Will String theory help solve the biggest inconsistency in western science
#278 2026

Will String theory help solve the biggest inconsistency in western science

IIT Alumni

IIT Alumni meets are the ultimate superfood for a techies brain diet. This meet was also about a possible Nobel laureate I had not heard of. And string theory.

The six hour meets are pure adrenaline for the thinking brain. The last meet in Kanpur started with cold fusion and ended with ai for spatial awareness. I am still trying to digest what I learned. But in summary cold fusion can convert one element into another. Like iron into gold. And spatial awareness is how birds take off without colliding. These are not quacks but serious men (and women) of western science.

The meet in Delhi on Sunday was no less. I entered to see a paper Aadhar card capable of face recognition without any network link. Went on to see offline upi transfer using a feature phone. And then met the entrepreneur making an indian equivalent of zoom and WhatsApp.

And then inadvertently got sucked into a discussion on string theory – which could resolve the inconsistency between classical mechanics and quantum theory. It is the number one problem in the world of science to be solved. By leaps and bounds.

Someone casually mentioned a name:

Ashoke Sen.

I had never heard of him. My batchmate Ashanka Sen lives in Italy and plays the sitar which are the only strings I knew of. Both of them look almost identical.

I dug into Ashoke Sen :

• Theoretical physicist. String theory pioneer.
• No elite background. No powerful connections. Just intellectual depth.
• Studied at Presidency College, Kolkata.
• Masters from IIT Kanpur.
• Completed his PhD at Stony Brook University, USA.
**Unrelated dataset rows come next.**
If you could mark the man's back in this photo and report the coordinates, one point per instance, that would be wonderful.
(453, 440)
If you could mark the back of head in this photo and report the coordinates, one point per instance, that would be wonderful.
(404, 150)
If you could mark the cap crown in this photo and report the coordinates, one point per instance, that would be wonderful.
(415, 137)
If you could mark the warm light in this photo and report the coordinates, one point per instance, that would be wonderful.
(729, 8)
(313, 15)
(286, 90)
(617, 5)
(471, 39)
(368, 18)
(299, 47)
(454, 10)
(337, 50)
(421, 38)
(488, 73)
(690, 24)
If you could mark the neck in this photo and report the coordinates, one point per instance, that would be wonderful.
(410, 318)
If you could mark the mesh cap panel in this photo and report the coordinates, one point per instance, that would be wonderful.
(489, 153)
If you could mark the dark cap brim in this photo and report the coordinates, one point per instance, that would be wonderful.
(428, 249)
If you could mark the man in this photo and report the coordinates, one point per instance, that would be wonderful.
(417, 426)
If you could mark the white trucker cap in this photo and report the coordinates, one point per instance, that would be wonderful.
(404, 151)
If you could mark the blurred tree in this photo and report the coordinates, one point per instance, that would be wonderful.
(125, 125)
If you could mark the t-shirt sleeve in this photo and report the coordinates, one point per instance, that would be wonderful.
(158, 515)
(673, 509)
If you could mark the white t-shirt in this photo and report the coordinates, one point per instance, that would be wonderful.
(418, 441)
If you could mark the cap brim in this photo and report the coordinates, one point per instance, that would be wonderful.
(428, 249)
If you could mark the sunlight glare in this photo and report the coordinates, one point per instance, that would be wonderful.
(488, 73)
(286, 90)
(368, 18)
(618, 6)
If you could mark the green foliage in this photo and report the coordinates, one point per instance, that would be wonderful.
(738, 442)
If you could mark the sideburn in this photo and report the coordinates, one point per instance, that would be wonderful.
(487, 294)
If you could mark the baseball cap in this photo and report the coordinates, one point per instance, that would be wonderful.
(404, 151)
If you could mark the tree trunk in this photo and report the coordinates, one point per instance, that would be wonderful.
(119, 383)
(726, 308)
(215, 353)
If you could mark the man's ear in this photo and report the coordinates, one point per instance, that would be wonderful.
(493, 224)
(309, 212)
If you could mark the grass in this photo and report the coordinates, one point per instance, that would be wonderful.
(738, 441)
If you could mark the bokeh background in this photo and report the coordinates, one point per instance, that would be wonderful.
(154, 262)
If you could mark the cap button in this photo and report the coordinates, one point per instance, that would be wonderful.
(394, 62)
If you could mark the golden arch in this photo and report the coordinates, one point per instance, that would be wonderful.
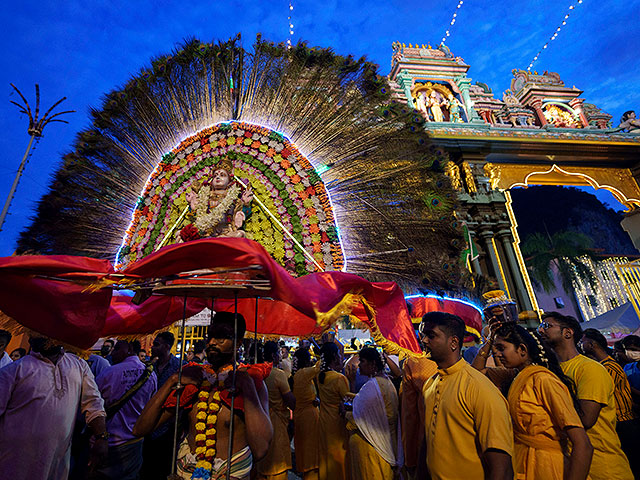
(619, 181)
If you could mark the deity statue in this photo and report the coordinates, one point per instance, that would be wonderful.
(421, 105)
(454, 109)
(629, 123)
(218, 207)
(434, 105)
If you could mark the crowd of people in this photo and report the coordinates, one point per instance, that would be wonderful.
(551, 403)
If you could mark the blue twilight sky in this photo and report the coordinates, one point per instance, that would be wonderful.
(82, 50)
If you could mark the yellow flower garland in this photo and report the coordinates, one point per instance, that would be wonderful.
(206, 416)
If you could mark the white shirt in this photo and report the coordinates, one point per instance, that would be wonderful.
(39, 402)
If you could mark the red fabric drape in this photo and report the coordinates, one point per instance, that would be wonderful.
(66, 311)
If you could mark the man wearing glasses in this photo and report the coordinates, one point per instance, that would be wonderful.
(594, 389)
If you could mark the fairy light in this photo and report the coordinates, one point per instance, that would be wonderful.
(290, 22)
(555, 34)
(453, 21)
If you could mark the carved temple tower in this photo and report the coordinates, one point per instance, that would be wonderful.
(540, 133)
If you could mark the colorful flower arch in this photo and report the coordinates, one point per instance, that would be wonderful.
(282, 179)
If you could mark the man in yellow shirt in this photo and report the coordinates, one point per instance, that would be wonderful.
(468, 431)
(595, 392)
(275, 464)
(415, 372)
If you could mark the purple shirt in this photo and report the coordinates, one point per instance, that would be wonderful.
(113, 382)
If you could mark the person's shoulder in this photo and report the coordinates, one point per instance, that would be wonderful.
(480, 382)
(589, 365)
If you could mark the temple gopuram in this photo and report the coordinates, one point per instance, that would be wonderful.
(541, 132)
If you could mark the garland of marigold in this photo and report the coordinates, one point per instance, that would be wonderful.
(207, 414)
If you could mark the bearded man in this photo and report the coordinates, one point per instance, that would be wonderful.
(206, 400)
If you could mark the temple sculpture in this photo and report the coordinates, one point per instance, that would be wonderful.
(540, 132)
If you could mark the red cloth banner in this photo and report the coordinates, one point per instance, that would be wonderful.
(49, 294)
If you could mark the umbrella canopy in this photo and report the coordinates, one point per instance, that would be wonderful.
(470, 313)
(72, 299)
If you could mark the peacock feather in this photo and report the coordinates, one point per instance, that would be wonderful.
(348, 170)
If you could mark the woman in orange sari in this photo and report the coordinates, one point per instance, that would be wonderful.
(334, 437)
(542, 404)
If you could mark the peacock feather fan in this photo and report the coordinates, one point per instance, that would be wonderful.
(349, 171)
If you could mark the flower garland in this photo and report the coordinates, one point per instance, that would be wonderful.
(281, 177)
(207, 219)
(206, 417)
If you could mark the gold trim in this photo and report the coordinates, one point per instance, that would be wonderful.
(516, 248)
(504, 278)
(619, 181)
(388, 346)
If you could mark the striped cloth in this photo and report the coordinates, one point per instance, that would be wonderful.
(241, 463)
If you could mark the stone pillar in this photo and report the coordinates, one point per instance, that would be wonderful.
(507, 244)
(463, 84)
(475, 263)
(631, 224)
(405, 81)
(487, 237)
(537, 106)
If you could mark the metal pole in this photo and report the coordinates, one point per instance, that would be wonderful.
(178, 392)
(233, 382)
(15, 183)
(255, 334)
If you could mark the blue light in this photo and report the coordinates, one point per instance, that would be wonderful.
(447, 298)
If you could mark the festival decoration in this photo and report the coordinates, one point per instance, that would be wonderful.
(348, 172)
(451, 23)
(555, 34)
(76, 306)
(499, 307)
(206, 417)
(290, 29)
(285, 181)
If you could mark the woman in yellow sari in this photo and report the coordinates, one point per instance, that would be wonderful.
(542, 406)
(305, 416)
(333, 438)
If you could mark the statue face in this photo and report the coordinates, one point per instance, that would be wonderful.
(220, 179)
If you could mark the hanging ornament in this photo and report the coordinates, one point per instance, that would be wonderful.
(555, 34)
(451, 23)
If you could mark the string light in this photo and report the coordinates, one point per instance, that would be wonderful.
(290, 22)
(555, 34)
(453, 21)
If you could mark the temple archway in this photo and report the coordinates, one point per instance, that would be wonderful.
(618, 181)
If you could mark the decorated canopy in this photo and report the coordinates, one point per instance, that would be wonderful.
(72, 299)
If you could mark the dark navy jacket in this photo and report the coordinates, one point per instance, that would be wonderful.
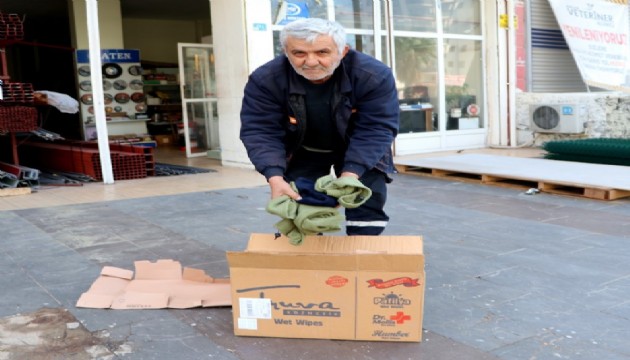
(365, 107)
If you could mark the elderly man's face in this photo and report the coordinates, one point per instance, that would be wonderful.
(315, 61)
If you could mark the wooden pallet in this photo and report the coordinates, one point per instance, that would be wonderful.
(552, 187)
(14, 191)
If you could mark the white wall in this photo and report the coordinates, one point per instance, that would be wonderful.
(157, 39)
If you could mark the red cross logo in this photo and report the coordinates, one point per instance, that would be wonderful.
(400, 317)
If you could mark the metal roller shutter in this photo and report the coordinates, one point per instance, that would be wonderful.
(552, 66)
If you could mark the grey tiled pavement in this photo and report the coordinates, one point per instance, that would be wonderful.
(509, 275)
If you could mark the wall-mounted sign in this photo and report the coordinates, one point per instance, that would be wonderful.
(122, 79)
(597, 32)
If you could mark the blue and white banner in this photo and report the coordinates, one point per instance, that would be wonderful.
(291, 10)
(111, 56)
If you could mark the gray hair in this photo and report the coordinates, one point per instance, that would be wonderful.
(309, 29)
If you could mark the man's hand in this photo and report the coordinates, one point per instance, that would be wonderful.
(280, 187)
(349, 174)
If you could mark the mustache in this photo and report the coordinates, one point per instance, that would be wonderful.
(318, 67)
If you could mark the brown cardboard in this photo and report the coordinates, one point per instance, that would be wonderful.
(330, 287)
(157, 285)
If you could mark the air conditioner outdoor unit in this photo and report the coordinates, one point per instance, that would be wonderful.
(561, 119)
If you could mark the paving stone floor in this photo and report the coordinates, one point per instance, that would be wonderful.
(509, 275)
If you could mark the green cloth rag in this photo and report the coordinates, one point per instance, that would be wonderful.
(350, 192)
(299, 220)
(317, 219)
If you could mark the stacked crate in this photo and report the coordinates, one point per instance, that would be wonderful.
(17, 113)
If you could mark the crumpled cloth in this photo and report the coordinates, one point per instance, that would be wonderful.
(309, 196)
(64, 103)
(350, 192)
(307, 216)
(300, 220)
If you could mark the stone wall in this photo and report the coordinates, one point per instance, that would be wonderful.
(603, 114)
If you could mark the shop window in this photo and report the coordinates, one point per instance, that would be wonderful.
(463, 84)
(414, 15)
(416, 75)
(355, 14)
(461, 17)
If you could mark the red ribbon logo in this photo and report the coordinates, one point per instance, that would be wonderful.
(404, 281)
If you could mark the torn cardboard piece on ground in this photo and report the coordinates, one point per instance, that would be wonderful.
(157, 285)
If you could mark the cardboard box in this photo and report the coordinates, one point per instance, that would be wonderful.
(157, 285)
(330, 287)
(163, 139)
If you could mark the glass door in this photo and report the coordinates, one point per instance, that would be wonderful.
(199, 100)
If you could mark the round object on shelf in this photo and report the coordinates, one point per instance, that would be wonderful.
(120, 84)
(87, 99)
(122, 98)
(84, 70)
(136, 84)
(135, 70)
(85, 85)
(111, 70)
(137, 97)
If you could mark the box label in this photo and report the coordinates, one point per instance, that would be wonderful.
(247, 324)
(255, 308)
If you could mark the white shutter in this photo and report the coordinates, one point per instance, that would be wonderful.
(552, 66)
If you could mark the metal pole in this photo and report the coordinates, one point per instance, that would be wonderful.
(97, 91)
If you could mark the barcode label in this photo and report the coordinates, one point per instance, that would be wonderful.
(255, 308)
(247, 324)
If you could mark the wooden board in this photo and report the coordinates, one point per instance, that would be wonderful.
(596, 181)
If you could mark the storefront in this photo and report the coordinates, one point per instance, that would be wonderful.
(438, 51)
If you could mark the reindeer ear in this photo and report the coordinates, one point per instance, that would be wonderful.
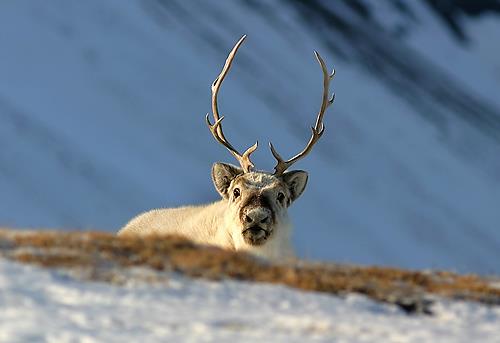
(222, 175)
(296, 181)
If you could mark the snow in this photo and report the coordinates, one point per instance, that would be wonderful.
(43, 305)
(102, 107)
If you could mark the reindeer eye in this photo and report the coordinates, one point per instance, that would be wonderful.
(236, 192)
(281, 197)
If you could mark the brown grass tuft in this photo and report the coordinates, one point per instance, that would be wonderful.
(408, 289)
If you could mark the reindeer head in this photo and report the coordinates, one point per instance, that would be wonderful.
(258, 200)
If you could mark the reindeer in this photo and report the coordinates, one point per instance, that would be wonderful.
(252, 214)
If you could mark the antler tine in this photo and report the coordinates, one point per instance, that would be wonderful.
(216, 128)
(319, 127)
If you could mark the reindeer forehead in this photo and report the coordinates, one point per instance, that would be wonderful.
(258, 180)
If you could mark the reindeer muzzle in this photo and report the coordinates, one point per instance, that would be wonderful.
(256, 235)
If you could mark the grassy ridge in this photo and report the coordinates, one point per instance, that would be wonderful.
(411, 290)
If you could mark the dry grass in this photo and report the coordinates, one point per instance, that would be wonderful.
(408, 289)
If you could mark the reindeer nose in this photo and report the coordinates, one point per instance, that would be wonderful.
(257, 216)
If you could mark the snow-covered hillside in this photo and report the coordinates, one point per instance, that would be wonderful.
(39, 305)
(102, 107)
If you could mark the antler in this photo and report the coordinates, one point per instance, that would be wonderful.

He chose to return to India. While many chase better funding and visibility abroad, he worked quietly from Allahabad (now Prayagraj), at the Harish Chandra Institute of theoretical physics funded by the Dept of Atomic Energy.

He spent years working on problems most physicists considered unsolvable. At the time, string theory was controversial.
Colleagues doubted its relevance. Governments weren’t eager to fund it. Industry ignored it. Pretty much like cold fusion today.

He didn’t quit.

In 1994, he proposed a breakthrough idea called S-duality. It reshaped string theory.

Physicists believed there were multiple incompatible versions of the theory. His work showed they were different faces of the same deeper structure. What looked fragmented was unified. It triggered what scientists later called the “Second Superstring Revolution.”

He also made major contributions to understanding black hole entropy through string theory — tackling questions even Einstein couldn’t fully resolve. Eventually, the world noticed.

In 2012, he received the inaugural Fundamental Physics Prize — $3 million (₹35–36 crore at the time), one of the largest individual prizes in science. Three times the Nobel Prize.

Chosen among the greatest minds on Earth. A Padma Sri. A Padma Bhushan.

He never permanently left India. He proved that world-changing science does not require Silicon Valley, Harvard, or constant funding.